Bagi anak-anak juga, ini media edukasi yang bagus. Minimal bisa mengimbangi serbuan platform media sosial dengan berbagai kontennya yang beragam dan bisa saja tak punya nilai edukasi yang baik bagi generasi kita. Bandingkan jika di toa-toa masjid memantulkan langgam murrotal yang lama dengan volume yang keras, apa manfaat praktisnya yang hendak dicari?

Hal-hal begini harus diberitahu, didiskusikan agar menjadi pembelajaran bersama. Ini bukan urusan pribadi-pribadi setiap kita tetapi urusan umat. Setiap kita, wajib untuk saling mengingatkan agar menjadi lebih baik dan teratur sebagaimana misi syariat agama itu sendiri.

Saya seringkali sedikit kesal hingga heran, hal-hal sesederhana begini, mesti harus diingatkan terus menerus mana baiknya. Jika mindset kita sudah dibentuk oleh kebiasaan, kadangkala akal menjadi lumpuh. Tak perlu seberapa banyak dan seberapa intensif kita beribadah.

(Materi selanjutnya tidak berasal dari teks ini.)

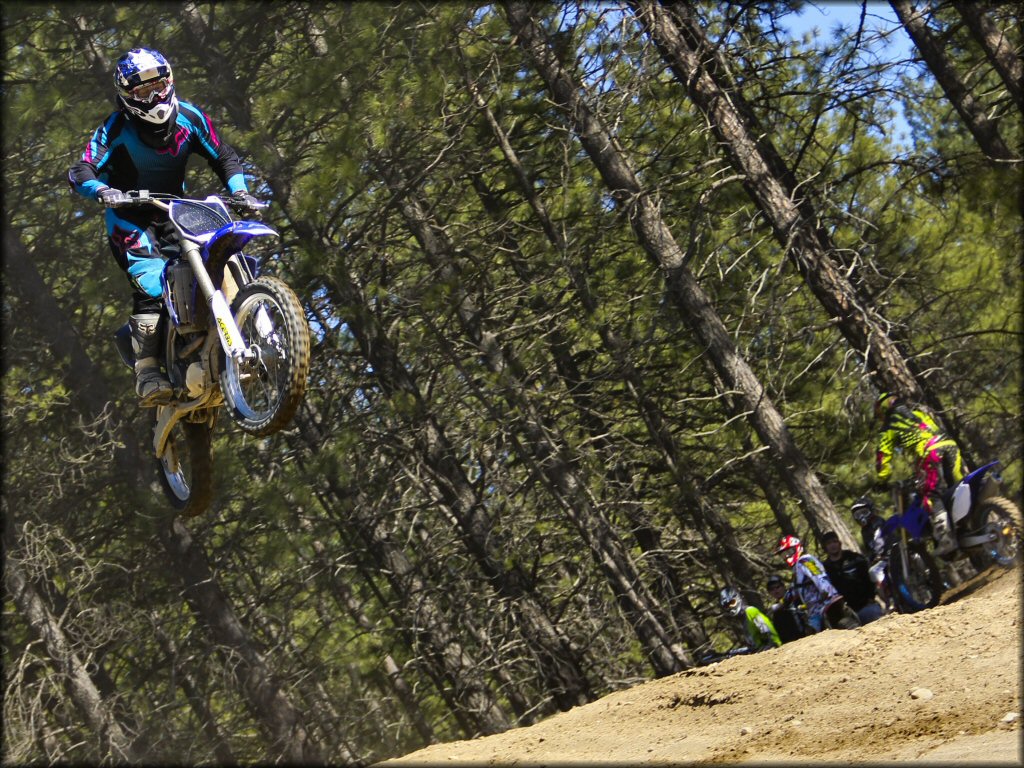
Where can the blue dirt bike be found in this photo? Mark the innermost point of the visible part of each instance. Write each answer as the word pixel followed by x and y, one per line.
pixel 230 337
pixel 986 524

Peran indera telinga dalam merekam informasi sebagai media pembelajaran itu cukup efektif. Salah satu dari gaya belajar adalah auditori di mana seseorang lebih cepat menyerap informasi melalui apa yang dia dengar. Mendengar akan memberikan penekanan pada segala jenis bunyi dan kata, baik yang diciptakan maupun yang diingat, di samping gaya visual yang mengandalkan variabel penglihatan dan gaya kinestetik yang mengandalkan pola interaksi langsung dengan objek pembelajaran.

Pada periode tertentu dalam proses pertumbuhannya, anak-anak memiliki kemampuan pembelajaran auditori yang begitu kuat dan efektif pada otaknya. Apa yang didengarnya di masa kecilnya bisa terbawa dan membekas hingga di senja usia. Jika orang tua tak paham bahwa lingkungan sekitar kita, termasuk jenis langgam pengajian di menara masjid tadi, juga sulit dimengerti. Padahal sejatinnya, kita bisa menghemat banyak sumber daya termasuk “uang lelah” para mubalig untuk menafsirkan arti ayat-ayat kitab suci tadi pada anak-anak kita.

Jika harus menggunakan logika untuk mengurai mindset tradisional kita yang sering menggunakan alasan bahwa mendengar ayat-ayat suci pesan Tuhan, akan mendapat pahala maka saya ingin mengatakan pada kita bahwa jika mendengar ayat-ayat tadi tanpa tahu artinya saja sudah mendapatkan imbalan pahala, apalagi mendengarnya sekaligus memahami artinya, akan mendapatkan imbalan “pahala-pahala ” plus pengetahuan baru yang lebih bermanfaat.